Hoge Raad, 29-04-2022, ECLI:NL:HR:2022:667, 21/02000

Gegevens

Instantie
Hoge Raad
Datum uitspraak
29 april 2022
Datum publicatie
29 april 2022
ECLI
ECLI:NL:HR:2022:667
Formele relaties
Zaaknummer
21/02000

Inhoudsindicatie

HR: 81.1 RO.

Uitspraak

HOGE RAAD DER NEDERLANDEN

BELASTINGKAMER

Nummer 21/02000

Datum 29 april 2022

ARREST

in de zaak van

[X] te [Z] (hierna: belanghebbende)

tegen

het BESTUUR VAN HET NOORDELIJK BELASTINGKANTOOR

op het beroep in cassatie tegen de uitspraak van het Gerechtshof Arnhem-Leeuwarden van 28 april 2021, nr. 20/005581, op het hoger beroep van de heffingsambtenaar van het Noordelijk Belastingkantoor tegen een uitspraak van de Rechtbank Noord-Nederland (nr. LEE 17/3747) betreffende de aan belanghebbende voor het jaar 2014 opgelegde aanslagen in de rioolheffing van de gemeente Ten Boer.

1 Geding in cassatie

Belanghebbende, vertegenwoordigd door P.F. van der Muur, heeft tegen de uitspraak van het Hof beroep in cassatie ingesteld en daarbij een aantal klachten aangevoerd.

Het bestuur van het Noordelijk Belastingkantoor, vertegenwoordigd door [P], heeft een verweerschrift ingediend.

Belanghebbende heeft een conclusie van repliek ingediend.

Het bestuur van het Noordelijk Belastingkantoor heeft een conclusie van dupliek ingediend.

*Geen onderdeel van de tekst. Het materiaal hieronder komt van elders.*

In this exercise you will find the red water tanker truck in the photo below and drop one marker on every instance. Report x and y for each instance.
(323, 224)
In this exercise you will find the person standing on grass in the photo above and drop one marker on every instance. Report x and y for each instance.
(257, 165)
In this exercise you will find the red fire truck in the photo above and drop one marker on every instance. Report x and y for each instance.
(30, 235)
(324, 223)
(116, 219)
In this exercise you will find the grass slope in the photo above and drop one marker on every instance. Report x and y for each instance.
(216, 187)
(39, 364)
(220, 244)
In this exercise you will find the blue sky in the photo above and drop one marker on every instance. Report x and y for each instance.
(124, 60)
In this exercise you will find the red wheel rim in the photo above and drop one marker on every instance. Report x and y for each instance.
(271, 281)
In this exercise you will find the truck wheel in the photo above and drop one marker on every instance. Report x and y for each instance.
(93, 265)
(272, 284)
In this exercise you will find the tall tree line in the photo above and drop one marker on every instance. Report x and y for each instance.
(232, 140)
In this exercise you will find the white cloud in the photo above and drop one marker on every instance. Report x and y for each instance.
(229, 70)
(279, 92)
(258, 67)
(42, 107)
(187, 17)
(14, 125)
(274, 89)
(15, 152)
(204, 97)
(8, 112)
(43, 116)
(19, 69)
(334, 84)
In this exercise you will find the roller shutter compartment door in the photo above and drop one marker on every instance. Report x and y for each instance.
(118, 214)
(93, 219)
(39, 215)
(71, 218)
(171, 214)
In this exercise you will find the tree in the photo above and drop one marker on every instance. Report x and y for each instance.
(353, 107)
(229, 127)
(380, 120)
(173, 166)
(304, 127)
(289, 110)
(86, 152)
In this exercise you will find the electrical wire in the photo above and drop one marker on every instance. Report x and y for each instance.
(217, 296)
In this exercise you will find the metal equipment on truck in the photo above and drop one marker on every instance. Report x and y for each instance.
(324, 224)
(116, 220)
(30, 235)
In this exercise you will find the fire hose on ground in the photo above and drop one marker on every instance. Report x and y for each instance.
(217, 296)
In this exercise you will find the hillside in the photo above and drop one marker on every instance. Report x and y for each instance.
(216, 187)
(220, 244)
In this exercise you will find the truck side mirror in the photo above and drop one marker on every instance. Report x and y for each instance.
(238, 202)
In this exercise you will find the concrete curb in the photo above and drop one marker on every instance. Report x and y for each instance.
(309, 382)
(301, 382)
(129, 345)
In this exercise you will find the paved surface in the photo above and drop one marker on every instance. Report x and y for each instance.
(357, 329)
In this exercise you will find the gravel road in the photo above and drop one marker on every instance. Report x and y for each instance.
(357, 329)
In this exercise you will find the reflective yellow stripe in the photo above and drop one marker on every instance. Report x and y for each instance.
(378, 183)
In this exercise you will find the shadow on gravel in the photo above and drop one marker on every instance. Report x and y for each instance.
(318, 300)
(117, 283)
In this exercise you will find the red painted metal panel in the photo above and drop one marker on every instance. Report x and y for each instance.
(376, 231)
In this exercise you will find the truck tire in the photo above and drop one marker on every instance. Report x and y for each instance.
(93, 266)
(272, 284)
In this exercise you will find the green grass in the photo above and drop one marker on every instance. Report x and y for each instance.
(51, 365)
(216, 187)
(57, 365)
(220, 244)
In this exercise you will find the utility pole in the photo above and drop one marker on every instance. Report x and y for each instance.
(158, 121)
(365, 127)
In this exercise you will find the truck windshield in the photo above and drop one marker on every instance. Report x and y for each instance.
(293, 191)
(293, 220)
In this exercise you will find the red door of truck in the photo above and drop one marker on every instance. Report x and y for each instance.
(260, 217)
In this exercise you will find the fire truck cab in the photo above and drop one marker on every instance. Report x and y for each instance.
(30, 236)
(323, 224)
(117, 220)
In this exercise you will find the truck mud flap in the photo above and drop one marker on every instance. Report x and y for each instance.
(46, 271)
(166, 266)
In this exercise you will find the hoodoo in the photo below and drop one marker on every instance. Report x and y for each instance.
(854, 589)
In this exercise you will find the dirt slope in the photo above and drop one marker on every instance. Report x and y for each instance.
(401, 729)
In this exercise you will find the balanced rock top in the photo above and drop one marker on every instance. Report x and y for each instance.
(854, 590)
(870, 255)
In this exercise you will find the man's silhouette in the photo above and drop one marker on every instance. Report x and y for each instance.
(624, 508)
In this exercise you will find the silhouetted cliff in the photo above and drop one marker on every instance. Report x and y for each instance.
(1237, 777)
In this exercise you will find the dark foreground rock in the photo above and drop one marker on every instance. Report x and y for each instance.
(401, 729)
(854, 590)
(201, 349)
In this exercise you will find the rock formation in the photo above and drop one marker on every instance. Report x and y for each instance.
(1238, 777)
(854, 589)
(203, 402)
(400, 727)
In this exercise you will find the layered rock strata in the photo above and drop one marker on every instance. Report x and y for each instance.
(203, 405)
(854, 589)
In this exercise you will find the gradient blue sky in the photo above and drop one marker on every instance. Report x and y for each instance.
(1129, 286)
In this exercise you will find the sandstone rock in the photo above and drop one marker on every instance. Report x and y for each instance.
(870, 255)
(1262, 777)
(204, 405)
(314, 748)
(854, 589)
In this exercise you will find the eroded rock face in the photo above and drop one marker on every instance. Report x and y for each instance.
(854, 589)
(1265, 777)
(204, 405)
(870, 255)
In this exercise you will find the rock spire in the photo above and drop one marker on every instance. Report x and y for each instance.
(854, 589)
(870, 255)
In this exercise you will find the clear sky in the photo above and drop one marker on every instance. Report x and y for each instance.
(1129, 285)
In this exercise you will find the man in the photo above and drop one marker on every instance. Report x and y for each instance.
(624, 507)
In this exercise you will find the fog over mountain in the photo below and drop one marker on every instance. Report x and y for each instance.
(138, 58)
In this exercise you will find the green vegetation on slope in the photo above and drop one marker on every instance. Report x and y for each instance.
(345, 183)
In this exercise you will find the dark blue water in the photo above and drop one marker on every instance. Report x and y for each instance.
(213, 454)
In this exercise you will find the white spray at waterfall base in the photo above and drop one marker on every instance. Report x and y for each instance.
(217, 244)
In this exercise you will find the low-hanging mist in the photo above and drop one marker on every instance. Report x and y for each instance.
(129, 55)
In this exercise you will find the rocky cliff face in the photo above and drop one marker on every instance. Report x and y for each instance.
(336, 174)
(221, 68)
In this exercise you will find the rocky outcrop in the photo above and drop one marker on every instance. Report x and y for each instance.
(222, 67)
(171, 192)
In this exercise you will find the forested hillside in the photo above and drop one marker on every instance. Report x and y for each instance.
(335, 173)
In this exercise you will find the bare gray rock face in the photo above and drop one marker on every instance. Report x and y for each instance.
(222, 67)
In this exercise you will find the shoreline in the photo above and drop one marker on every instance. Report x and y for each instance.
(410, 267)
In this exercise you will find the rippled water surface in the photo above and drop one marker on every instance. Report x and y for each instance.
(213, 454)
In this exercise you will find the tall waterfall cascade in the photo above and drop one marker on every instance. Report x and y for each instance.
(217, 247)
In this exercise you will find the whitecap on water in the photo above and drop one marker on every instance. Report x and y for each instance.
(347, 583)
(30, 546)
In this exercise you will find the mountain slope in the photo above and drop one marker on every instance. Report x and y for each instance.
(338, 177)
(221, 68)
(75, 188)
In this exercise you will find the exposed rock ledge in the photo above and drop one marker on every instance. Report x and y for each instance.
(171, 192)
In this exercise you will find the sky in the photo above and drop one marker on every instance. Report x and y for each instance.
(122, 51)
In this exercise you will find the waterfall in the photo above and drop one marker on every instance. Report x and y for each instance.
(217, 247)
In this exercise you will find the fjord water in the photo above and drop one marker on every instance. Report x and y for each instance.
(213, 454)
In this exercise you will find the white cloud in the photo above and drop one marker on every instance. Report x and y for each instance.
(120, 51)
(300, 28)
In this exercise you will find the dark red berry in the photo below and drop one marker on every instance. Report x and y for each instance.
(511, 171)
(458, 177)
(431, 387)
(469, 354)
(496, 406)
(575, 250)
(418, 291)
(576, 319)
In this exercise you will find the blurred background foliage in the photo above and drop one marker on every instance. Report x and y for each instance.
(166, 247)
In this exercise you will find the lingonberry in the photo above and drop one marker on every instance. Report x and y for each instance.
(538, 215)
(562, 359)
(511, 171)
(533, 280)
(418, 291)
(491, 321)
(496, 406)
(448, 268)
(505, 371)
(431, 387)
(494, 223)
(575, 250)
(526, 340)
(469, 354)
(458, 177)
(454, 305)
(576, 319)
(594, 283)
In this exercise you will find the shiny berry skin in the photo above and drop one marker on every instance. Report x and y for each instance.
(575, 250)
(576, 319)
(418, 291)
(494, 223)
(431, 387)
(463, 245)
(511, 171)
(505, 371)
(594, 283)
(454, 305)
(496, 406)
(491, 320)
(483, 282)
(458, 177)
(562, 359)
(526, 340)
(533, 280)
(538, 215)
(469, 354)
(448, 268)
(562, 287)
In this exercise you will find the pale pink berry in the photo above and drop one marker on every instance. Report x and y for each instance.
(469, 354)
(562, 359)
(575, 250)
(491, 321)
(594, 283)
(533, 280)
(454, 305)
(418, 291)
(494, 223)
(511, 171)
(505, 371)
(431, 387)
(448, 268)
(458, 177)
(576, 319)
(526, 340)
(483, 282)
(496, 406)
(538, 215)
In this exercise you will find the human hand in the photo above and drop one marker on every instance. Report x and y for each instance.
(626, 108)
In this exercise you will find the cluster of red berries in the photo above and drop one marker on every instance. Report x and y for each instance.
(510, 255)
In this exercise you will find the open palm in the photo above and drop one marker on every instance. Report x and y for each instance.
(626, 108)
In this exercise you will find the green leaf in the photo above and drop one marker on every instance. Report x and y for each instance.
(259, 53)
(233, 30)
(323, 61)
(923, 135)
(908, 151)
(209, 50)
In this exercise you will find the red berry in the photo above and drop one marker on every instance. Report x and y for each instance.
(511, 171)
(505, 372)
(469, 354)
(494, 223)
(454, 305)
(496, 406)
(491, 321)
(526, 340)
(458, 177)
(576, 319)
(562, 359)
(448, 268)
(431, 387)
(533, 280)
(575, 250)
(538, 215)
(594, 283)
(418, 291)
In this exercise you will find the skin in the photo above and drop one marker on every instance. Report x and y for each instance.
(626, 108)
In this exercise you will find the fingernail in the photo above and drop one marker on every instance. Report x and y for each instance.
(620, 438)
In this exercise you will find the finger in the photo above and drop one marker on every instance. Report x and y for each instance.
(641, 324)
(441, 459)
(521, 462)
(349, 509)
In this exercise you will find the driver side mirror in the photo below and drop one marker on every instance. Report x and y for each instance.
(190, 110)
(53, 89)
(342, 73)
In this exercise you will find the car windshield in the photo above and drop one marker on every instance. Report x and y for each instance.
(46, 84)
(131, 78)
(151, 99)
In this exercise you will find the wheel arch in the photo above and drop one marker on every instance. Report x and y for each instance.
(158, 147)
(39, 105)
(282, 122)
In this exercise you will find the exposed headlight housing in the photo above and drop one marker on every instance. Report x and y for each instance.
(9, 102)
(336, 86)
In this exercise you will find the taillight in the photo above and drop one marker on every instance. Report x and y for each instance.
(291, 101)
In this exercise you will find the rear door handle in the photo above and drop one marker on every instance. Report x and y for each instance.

2 Beoordeling van de klachten

De Hoge Raad heeft de klachten over de uitspraak van het Hof beoordeeld. De uitkomst hiervan is dat deze klachten niet kunnen leiden tot vernietiging van die uitspraak. De Hoge Raad hoeft niet te motiveren waarom hij tot dit oordeel is gekomen. Bij de beoordeling van deze klachten is het namelijk niet nodig om antwoord te geven op vragen die van belang zijn voor de eenheid of de ontwikkeling van het recht (zie artikel 81, lid 1, van de Wet op de rechterlijke organisatie).

3 Proceskosten

De Hoge Raad ziet geen aanleiding voor een veroordeling in de proceskosten.